HOW WELL IT BURNS
The Greenock Blitz, 6th May 1941
How well it burns, the sugar that your parting hands
would throw frustrated on a sulking fire,
its blue flames urging each reluctant coal to life.
You’d gaze at it back then, a world you’d changed
with just one act, drawn into the smoke
that raced towards the sky like all your dreams.
What shape they took, bar flight, you scarce recall,
eyes fixed on dials or peering out at night,
your target not too distant, not too exposed to flak.
The coast is clear. No moon but still the water far below
glistens like molasses, the islands blacker yet
against the estuary you creep up like some sneak.
The turn to east-north-east is unmistakeable, drilled
in maps, in night-flight training as you are;
and there it is. You ease the joy-stick, take her round.
Below, co-ordinates rings true. The oblong of the dock
betrays the sheds, the streets behind them
full of families you must banish from your mind.
How well it burns and will do if you have your way,
as bomb doors disengage like parting hands.

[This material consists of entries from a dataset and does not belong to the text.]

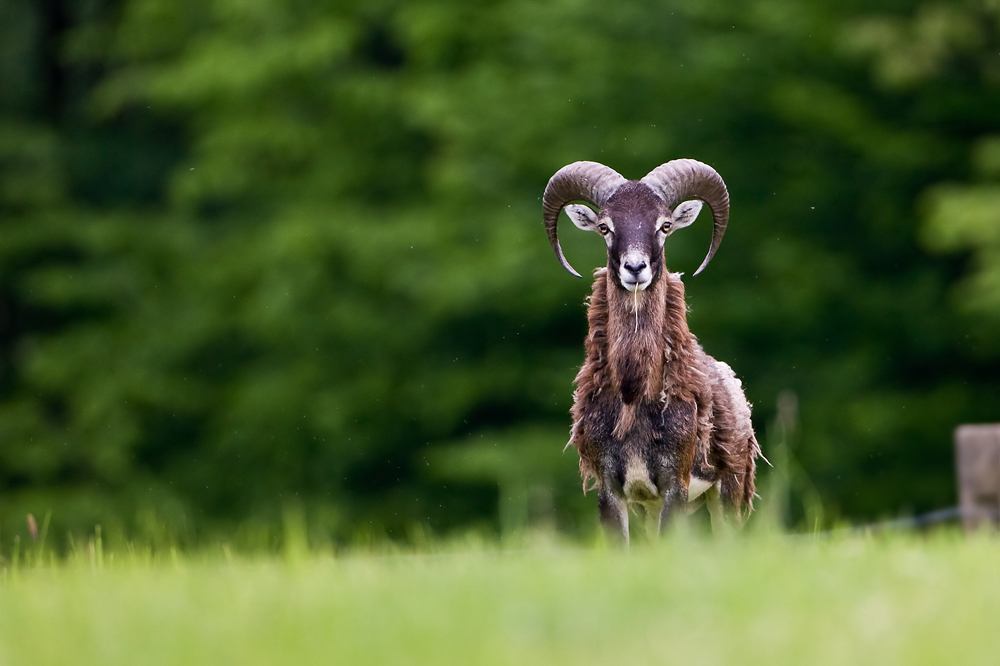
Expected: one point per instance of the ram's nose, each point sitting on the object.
(636, 267)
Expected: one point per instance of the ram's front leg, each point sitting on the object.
(679, 435)
(614, 514)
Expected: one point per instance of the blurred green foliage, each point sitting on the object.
(267, 253)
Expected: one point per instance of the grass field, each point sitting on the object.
(746, 600)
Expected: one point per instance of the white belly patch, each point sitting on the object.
(697, 486)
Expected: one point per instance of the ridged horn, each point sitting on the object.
(586, 181)
(678, 180)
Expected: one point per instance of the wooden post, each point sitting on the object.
(977, 461)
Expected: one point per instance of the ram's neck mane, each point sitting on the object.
(643, 357)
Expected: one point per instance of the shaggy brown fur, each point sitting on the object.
(651, 407)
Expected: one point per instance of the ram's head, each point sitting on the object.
(635, 217)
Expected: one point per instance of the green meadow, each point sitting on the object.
(751, 599)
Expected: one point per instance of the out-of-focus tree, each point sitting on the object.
(278, 251)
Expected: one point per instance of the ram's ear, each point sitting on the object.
(685, 213)
(582, 216)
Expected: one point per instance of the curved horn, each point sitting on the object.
(587, 181)
(678, 180)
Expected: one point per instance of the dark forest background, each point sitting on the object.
(268, 254)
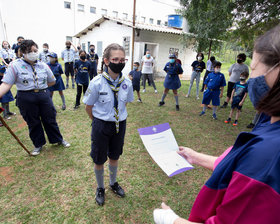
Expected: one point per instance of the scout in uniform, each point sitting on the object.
(43, 56)
(57, 71)
(68, 56)
(215, 83)
(172, 81)
(106, 100)
(32, 78)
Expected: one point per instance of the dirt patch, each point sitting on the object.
(6, 174)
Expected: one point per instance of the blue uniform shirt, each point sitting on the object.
(136, 76)
(215, 81)
(100, 95)
(21, 73)
(43, 56)
(82, 75)
(68, 55)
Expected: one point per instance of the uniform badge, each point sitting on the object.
(124, 86)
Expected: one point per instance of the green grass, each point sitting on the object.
(58, 186)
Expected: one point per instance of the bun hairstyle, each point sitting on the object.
(268, 46)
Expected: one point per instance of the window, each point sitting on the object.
(67, 5)
(115, 14)
(125, 15)
(81, 8)
(69, 38)
(93, 10)
(104, 12)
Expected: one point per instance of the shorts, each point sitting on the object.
(136, 87)
(213, 95)
(230, 88)
(105, 142)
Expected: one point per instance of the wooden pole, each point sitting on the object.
(133, 34)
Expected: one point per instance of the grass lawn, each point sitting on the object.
(58, 186)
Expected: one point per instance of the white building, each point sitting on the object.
(159, 40)
(55, 21)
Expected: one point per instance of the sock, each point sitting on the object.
(113, 174)
(204, 108)
(214, 110)
(163, 97)
(99, 174)
(63, 99)
(177, 100)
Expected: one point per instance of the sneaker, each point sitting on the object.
(117, 189)
(214, 116)
(65, 144)
(251, 125)
(161, 103)
(202, 113)
(228, 120)
(100, 196)
(36, 151)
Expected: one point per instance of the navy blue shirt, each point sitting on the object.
(56, 68)
(173, 68)
(215, 81)
(136, 76)
(198, 66)
(82, 75)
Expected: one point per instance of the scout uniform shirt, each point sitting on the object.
(26, 78)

This whole town of sugar must see flame tonight.
from Magma, February 2013
THE WHIP HAND
Believing in the possibility of showtime
on the move,
that the sound of circus music blaring
from the speakers on the roof
means more
than silver in my pocket, pegs to hammer home,
I stake out another pitch and flatten grass:
for what?
The cheers, the hollow gasps, the silence
as I place my head inside each
lion's mouth.
It's not the teeth, the jaws I fear but seeing
deep into their eyes, each pupil blank
as every pitch
we quit, lifeless as the ground we pack so hard.
from Gutter, August 2011
CHANGELING
the ewes cry for their offspring
who’ve rejected them
in death
cry for the skin
that’s flayed in mitigation
that’s bodied round the orphan
a swift nick cut and peel
thrusting one identity
all four legs
onto the being of another
the mother
wiser than the moment
knowing hers
as more than this
still bloody from the knife
more than smell and touch
the thrust and nuzzle
of snout on teat
more than cries
that echoes from the holding pen
heave out her response
from NorthwordsNow, April 2013
IN THE FLOOD
for Andy Goldsworthy
These stupa-like cairns that punctuate the gorge
are Goldsworthy’s in spirit, if not
in name. We add to them
a stone, a pebble, waymarking the route
to lead those coming autumn will permit
the better down the course
of what will be a river come November
with the start of winter rain,
a torrent from the snow-melt in the spring.
The permanence of what resemble Henry Moores
in all their form and bulk,
shore up every fly-by-night route marker
stacked upon these eddy-sculpted rocks
but subject to the coming wash
of water Goldsworthy might welcome, were he here
in more than spirit, when the force
now dormant in the gorge sweeps all
direction, art, intention before it in the flood.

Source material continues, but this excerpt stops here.